L’epistola di Clemente venne tradotta in almeno tre lingue in epoca antica: una traduzione del II o III secolo venne trovata in un manoscritto dell'XI secolo a Namur, in Belgio, e pubblicata da G. Morin nel 1894; un manoscritto Siriaco, oggi all'università di Cambridge, venne trovato da R. L. Bensly nel 1876, e venne tradotto nel 1899; ed una traduzione copta è sopravvissuta in due copie in papiro, una pubblicata da C. Schmidt nel 1908 e l'altra da F. Rösch nel 1910.

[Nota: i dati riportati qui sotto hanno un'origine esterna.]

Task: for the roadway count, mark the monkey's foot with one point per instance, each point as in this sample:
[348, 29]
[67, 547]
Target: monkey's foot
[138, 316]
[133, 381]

Per la massa di letteratura cristiana delle origini che venne gradualmente associata al suo nome si veda Letteratura clementina.

L'epistola venne pubblicata nel 1633 da Patrick Young che la trasse dal Codice Alessandrino, nel quale un foglio verso la fine era mancante, così che la grande preghiera (capitoli 55 - 64) rimase sconosciuta. Nel 1875 (sei anni dopo la prima edizione di Joseph Barber Lightfoot) Philotheus Bryennius pubblicò un testo completo proveniente da un manoscritto di Costantinopoli (datato 1055), dal quale nel 1883 trasse la Didachè. Lightfoot fece uso delle traduzioni in latino e siriaco in un'appendice alla ristampa della prima edizione (1877); la sua seconda edizione, sulla quale stava lavorando all'epoca della sua morte, venne pubblicata nel 1890. La monografia di Adolf von Harnack, Einführung in die alte Kirchengeschichte (Leiden, 1929), è considerata l'inizio degli studi moderni su quest'opera.

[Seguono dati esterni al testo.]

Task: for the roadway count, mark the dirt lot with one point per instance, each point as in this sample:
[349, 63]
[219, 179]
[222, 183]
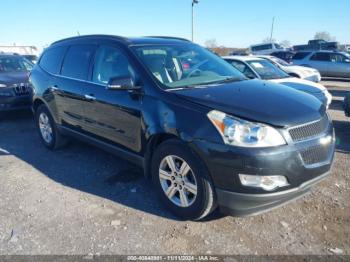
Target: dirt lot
[81, 200]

[modifica] Gli scritti pseudo clementini

Molti scritti sono stati falsamente attribuiti a papa Clemente I. Ricordiamo:

  • la seconda lettera ai corinti, un'antica omelia scritta da un autore ignoto nello stesso stile di Clemente;
  • due "Epistole alle Vergini", in Siriano. Gli originali greci sono andati perduti. Molti critici le hanno credute autentiche, perché erano conosciute nel quarto secolo da Epifanio (che dice che venivano lette nelle chiese) e da Girolamo. Ma attualmente è assodato che non possono essere state scritte dallo stesso autore dell'Epistola ai corinti. Alcuni autori, come Hefele e Westcott le hanno datate alla seconda metà del secondo secolo, ma è più probabile che risalgano al terzo (Harnack, Lightfoot). Harnack pensa che le due lettere in origine erano un solo scritto;
  • all'inizio dei decreti Pseudo Isidoriani ci sono cinque lettere attribuite a Clemente. La prima è la lettera di Clemente a Giacomo tradotta da Rufino; la seconda è un'altra lettera a Giacomo. L'altro tre sono opera dello Pseudo Isidoro;
  • vennero attribuite a Clemente anche le "CostituzioniApostoliche", i "Canoni Apostolici", il "Testamento di Nostro Signore", ed un'Anafora Giacobita.

[modifica] Iconografia

Nell'arte, san Clemente può essere riconosciuto come un papa con un'ancora e un pesce. Talvolta c'è in aggiunta una pietra miliare, chiavi, una fontana che spruzza alle sue preghiere o un libro. É anche raffigurato mentre giace in un tempio sul mare.

[modifica] Martirologio Romano

Nel Martyrologium Romanum con l'appellativo di papa san Clemente I martire, viene riportato al 23 novembre, giorno della sepoltura del suo corpo a Roma. Sembra che durante la persecuzione di Traiano fu relegato nel Chersoneo e ivi subi il martirio, essendo stato precipitato in mare con un’ancora legata al collo. Il suo corpo, al tempo di papa Adriano II, fu trasportato a Roma dai fratelli Cirillo e Metodio, e sepolto nella chiesa, che già prima era stata edificata sotto il suo nome.